Diese Grundsätze wandte das Gericht auf den vorliegenden Fall an:

"In Anwendung dieser Grundsätze scheidet eine Haftung des Beklagten für Verletzungshandlungen durch einen der drei Zeugen über den Internetanschluss in der P.-Str. in Potsdam aus. Anhaltspunkte dafür, dass der Beklagte wusste oder annehmen musste, die Zeugen oder auch nur einer von ihnen würden über den Internetanschluss Rechtsverletzungen begehen, die er durch zumutbare Maßnahmen verhindern konnte, sind nicht ersichtlich.
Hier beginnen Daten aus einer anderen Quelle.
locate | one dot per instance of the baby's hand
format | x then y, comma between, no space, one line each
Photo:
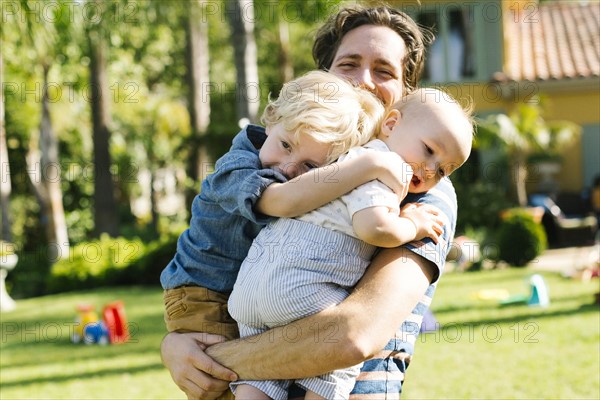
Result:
426,219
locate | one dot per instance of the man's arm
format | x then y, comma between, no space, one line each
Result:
340,336
322,185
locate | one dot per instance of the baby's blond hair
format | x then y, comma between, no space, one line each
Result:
411,105
328,109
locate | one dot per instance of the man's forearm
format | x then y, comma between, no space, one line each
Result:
340,336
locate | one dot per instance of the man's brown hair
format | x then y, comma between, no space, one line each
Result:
330,35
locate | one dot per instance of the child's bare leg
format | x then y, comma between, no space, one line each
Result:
249,392
313,396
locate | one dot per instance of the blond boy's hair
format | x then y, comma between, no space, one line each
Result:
328,109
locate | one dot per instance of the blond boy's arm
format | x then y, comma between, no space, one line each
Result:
322,185
382,227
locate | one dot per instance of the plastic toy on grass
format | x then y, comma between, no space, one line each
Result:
90,329
538,296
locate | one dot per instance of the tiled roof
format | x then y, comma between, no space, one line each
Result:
558,41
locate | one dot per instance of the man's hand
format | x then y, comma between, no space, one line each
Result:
196,374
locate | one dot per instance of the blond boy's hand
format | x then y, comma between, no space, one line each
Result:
394,172
426,218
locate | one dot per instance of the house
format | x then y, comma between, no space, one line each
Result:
500,53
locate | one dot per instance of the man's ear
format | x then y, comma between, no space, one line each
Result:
389,122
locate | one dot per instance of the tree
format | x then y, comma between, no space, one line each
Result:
522,133
105,207
240,14
197,56
5,186
43,160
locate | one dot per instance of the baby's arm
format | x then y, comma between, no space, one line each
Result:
322,185
381,227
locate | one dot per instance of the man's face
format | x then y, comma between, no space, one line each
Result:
371,56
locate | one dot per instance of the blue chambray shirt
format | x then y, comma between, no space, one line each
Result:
223,224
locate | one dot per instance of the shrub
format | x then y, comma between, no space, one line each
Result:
520,238
157,255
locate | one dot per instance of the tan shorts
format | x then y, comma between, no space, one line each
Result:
197,309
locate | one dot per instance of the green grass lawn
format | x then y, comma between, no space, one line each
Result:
487,351
38,361
482,350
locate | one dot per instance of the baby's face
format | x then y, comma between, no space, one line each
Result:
282,152
434,143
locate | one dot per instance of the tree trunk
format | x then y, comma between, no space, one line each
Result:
5,183
286,69
105,208
520,180
198,104
56,229
241,19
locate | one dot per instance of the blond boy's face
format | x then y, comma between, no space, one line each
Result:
434,141
282,152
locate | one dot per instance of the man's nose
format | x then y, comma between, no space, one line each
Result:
365,80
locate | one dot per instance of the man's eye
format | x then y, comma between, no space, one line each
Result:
385,73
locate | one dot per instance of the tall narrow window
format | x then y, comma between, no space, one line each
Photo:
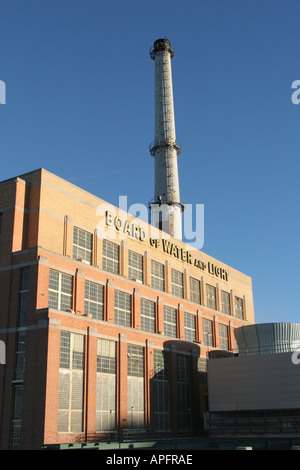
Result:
17,417
239,310
93,300
170,321
189,327
60,290
157,276
135,266
161,390
225,298
184,391
106,385
82,245
135,387
223,335
211,296
122,308
177,283
195,290
207,332
70,391
110,257
147,315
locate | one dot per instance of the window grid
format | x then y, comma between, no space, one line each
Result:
239,310
147,315
207,332
157,276
170,321
135,266
211,296
189,327
177,283
122,308
60,290
223,336
93,300
195,295
225,299
110,257
82,245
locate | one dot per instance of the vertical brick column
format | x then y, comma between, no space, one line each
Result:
173,387
136,310
168,278
19,214
180,322
149,389
147,268
123,259
91,378
244,307
52,383
186,285
122,383
199,327
231,336
232,304
68,237
216,332
42,283
160,315
109,301
218,298
79,292
203,291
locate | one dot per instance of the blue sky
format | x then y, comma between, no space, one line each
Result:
80,103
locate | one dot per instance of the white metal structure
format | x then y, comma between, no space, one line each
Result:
166,208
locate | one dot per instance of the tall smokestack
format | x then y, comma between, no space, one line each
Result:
166,208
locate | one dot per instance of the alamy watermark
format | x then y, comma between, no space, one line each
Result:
295,95
2,352
136,221
2,92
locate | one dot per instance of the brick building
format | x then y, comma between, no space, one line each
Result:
105,329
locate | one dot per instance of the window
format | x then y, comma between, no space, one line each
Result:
122,308
106,385
60,290
177,283
184,391
223,335
195,290
157,276
170,321
23,299
211,296
110,257
135,266
225,299
135,387
147,315
189,327
207,333
161,390
239,310
93,300
82,245
70,389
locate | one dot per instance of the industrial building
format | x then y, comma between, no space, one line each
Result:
107,328
256,392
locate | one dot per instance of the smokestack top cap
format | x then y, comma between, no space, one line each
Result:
161,45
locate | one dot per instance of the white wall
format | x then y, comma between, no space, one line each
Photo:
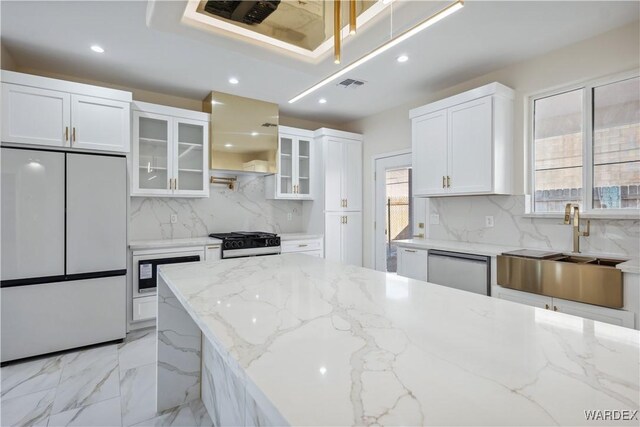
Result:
609,53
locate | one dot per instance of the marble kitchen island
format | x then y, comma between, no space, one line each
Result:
298,340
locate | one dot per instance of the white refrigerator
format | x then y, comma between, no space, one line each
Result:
64,247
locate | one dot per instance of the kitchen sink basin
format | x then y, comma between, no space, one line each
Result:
572,277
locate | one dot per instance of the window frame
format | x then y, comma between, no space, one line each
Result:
587,88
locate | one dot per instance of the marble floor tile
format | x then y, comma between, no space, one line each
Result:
180,416
88,376
105,413
28,410
31,376
138,394
111,385
139,348
200,414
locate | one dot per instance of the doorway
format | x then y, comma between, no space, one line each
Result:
394,208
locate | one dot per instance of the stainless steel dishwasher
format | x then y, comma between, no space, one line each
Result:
467,272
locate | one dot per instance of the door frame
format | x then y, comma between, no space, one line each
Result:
374,160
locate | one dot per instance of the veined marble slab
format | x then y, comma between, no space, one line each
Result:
321,343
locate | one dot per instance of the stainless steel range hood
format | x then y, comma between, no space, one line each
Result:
244,134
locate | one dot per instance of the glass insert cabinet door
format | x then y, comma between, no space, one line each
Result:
190,166
304,167
154,163
286,165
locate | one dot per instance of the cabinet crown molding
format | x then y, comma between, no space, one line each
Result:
65,86
491,89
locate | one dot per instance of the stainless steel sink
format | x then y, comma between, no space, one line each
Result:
577,278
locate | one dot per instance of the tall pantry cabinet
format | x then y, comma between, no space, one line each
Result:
337,212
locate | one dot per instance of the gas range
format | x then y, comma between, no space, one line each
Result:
242,243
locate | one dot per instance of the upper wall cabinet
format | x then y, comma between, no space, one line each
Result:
463,145
42,111
295,175
170,152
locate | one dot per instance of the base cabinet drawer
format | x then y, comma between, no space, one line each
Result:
144,308
290,246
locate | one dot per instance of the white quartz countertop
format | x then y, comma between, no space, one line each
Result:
172,243
299,236
329,344
631,266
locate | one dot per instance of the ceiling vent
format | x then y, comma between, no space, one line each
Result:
248,12
350,84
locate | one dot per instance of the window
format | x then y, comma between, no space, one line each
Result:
586,147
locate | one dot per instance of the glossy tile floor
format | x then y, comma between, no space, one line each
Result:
111,385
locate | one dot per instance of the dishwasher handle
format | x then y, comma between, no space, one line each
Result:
459,255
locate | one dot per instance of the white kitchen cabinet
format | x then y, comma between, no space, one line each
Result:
463,145
295,175
430,151
343,237
35,116
412,263
56,113
313,247
587,311
100,124
470,150
170,152
343,175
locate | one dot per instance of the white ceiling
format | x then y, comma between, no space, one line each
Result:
149,49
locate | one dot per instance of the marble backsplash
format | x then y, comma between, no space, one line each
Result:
463,219
242,209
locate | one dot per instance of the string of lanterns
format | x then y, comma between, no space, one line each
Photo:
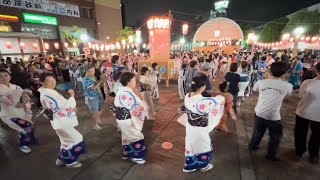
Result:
286,38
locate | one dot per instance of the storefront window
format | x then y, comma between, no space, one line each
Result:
45,31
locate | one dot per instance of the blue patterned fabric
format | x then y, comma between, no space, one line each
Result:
197,161
88,82
134,150
69,156
28,138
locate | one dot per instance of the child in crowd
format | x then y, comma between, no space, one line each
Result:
181,81
228,110
156,73
267,111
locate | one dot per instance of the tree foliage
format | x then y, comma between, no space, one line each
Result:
309,20
272,31
125,33
72,36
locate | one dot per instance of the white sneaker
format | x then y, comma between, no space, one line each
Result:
97,127
205,169
59,162
25,149
74,165
138,160
188,171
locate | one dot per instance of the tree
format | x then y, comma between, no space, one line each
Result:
72,36
309,20
272,31
125,33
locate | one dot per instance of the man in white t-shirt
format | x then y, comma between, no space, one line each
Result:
267,111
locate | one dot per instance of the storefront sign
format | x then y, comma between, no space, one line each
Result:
39,19
47,6
4,17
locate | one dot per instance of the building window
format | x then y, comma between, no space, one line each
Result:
45,31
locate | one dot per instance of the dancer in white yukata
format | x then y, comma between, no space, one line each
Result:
147,82
129,110
63,122
203,114
15,114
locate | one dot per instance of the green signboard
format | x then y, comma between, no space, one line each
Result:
39,19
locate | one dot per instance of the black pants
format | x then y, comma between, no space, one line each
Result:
275,133
300,136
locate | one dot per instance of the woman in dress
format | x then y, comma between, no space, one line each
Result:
147,82
15,114
203,115
64,122
129,110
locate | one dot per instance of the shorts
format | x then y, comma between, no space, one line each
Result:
95,104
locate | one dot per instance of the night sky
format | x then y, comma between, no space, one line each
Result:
251,10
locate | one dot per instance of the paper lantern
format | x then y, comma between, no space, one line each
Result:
34,45
314,39
8,45
138,33
97,46
101,47
56,45
291,39
22,45
185,28
107,47
308,39
167,145
46,46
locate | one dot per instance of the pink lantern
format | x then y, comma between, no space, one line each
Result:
308,39
22,45
285,37
46,46
34,45
101,47
314,39
56,45
185,28
8,45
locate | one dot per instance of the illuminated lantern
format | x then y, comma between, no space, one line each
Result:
107,47
285,37
138,33
185,28
56,45
46,46
217,33
34,45
101,47
314,39
308,39
8,45
22,45
123,42
97,46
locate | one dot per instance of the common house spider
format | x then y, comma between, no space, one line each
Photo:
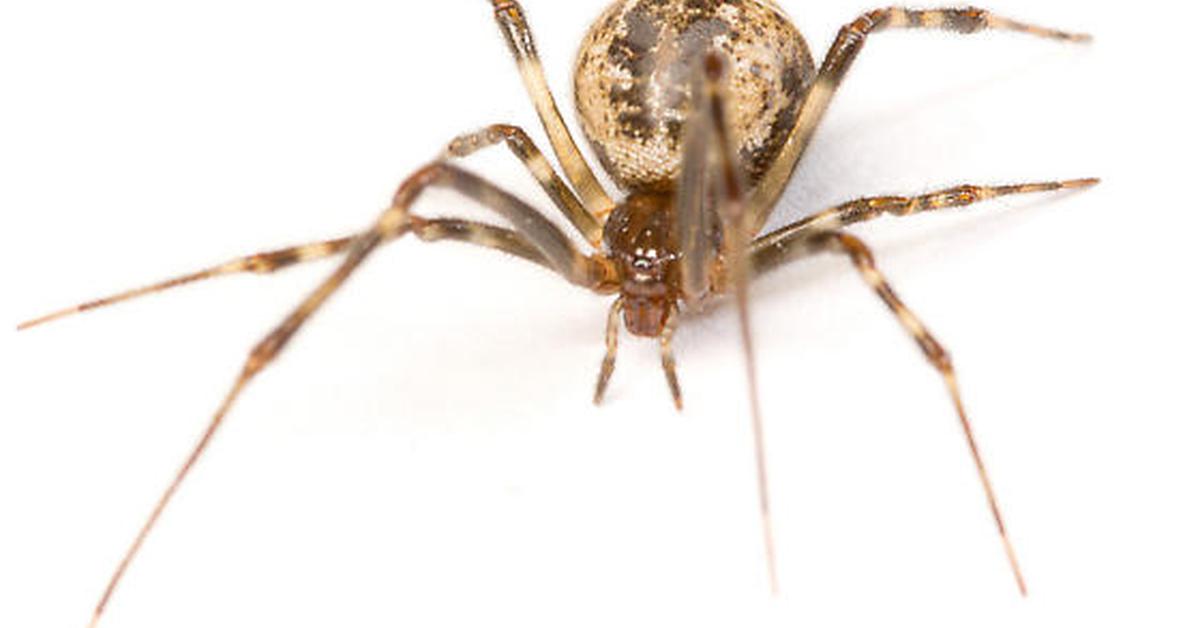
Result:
700,111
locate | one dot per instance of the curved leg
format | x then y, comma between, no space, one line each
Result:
537,234
513,23
712,226
669,364
612,334
807,244
841,55
864,209
535,162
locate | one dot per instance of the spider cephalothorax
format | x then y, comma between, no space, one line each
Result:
640,237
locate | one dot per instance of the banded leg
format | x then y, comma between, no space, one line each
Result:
717,198
774,252
263,263
534,237
535,162
513,23
841,55
864,209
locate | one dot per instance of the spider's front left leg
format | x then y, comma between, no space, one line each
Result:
713,233
513,23
535,238
841,55
773,251
870,208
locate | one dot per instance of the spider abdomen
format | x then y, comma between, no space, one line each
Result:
635,73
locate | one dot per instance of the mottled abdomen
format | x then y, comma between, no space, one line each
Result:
635,73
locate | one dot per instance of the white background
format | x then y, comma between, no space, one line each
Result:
426,452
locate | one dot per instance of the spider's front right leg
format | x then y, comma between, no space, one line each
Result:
535,162
534,238
513,23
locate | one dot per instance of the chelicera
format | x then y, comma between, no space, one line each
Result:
699,111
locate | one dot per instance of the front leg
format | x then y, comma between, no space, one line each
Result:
535,238
535,162
513,23
771,252
870,208
841,55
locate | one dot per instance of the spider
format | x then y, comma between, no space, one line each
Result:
700,112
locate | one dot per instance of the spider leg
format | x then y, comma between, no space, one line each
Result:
513,23
263,263
841,55
535,162
713,231
669,364
772,251
612,333
534,238
870,208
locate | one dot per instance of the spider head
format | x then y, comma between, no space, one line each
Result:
641,240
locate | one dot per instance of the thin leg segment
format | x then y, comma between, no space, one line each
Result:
669,364
612,335
265,262
513,23
841,55
711,160
537,238
870,208
527,151
769,255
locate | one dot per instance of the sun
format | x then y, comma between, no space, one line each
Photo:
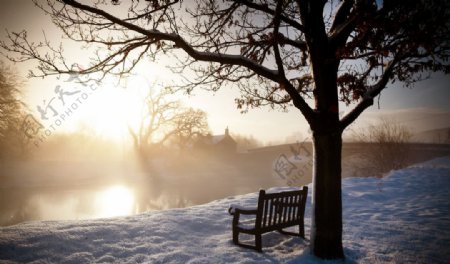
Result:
113,109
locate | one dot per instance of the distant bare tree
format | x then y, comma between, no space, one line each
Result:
189,125
166,121
246,142
13,141
388,147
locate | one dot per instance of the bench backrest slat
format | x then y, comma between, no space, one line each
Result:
279,209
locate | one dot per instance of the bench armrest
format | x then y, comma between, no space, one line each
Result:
237,209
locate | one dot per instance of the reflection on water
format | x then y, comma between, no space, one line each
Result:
51,203
115,201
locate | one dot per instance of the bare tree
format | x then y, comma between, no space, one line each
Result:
189,125
166,122
155,124
13,141
277,53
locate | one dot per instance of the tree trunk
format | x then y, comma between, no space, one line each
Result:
326,230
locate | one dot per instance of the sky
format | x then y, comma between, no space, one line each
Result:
107,109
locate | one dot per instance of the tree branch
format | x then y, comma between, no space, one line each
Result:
181,43
368,97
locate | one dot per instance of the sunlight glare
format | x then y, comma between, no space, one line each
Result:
115,201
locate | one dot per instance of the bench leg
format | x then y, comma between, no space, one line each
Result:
258,242
302,230
235,237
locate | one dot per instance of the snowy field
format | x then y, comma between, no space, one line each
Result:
401,218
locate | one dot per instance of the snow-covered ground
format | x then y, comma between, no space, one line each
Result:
401,218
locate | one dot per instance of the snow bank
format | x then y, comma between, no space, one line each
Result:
402,218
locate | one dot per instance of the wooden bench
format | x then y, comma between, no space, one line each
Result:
275,212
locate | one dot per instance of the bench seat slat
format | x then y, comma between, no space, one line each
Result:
275,211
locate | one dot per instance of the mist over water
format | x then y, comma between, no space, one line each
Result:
78,176
83,177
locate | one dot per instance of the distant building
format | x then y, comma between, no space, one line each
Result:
220,144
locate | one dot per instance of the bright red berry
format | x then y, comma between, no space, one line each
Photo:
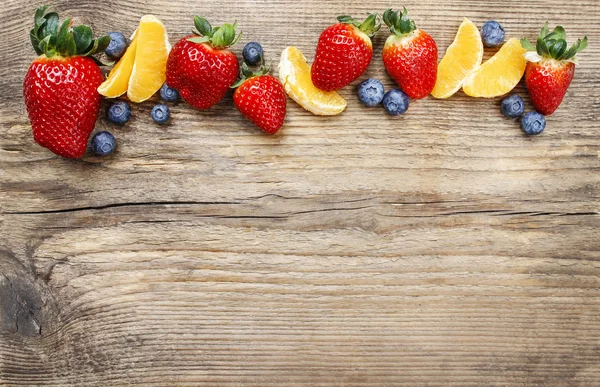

Insbesondere ist nicht feststellbar, dass es auch noch nach der Abmahnung der Klägerinnen zu Urheberrechtsverstößen unter Benutzung des Internetzugangs gekommen ist. Aufgrund der diesbezüglichen vertraglichen Verpflichtung der drei Zeugen gegenüber dem Beklagten bedurfte es daher keiner gesonderten Belehrung über die rechtmäßige Benutzung des Internets."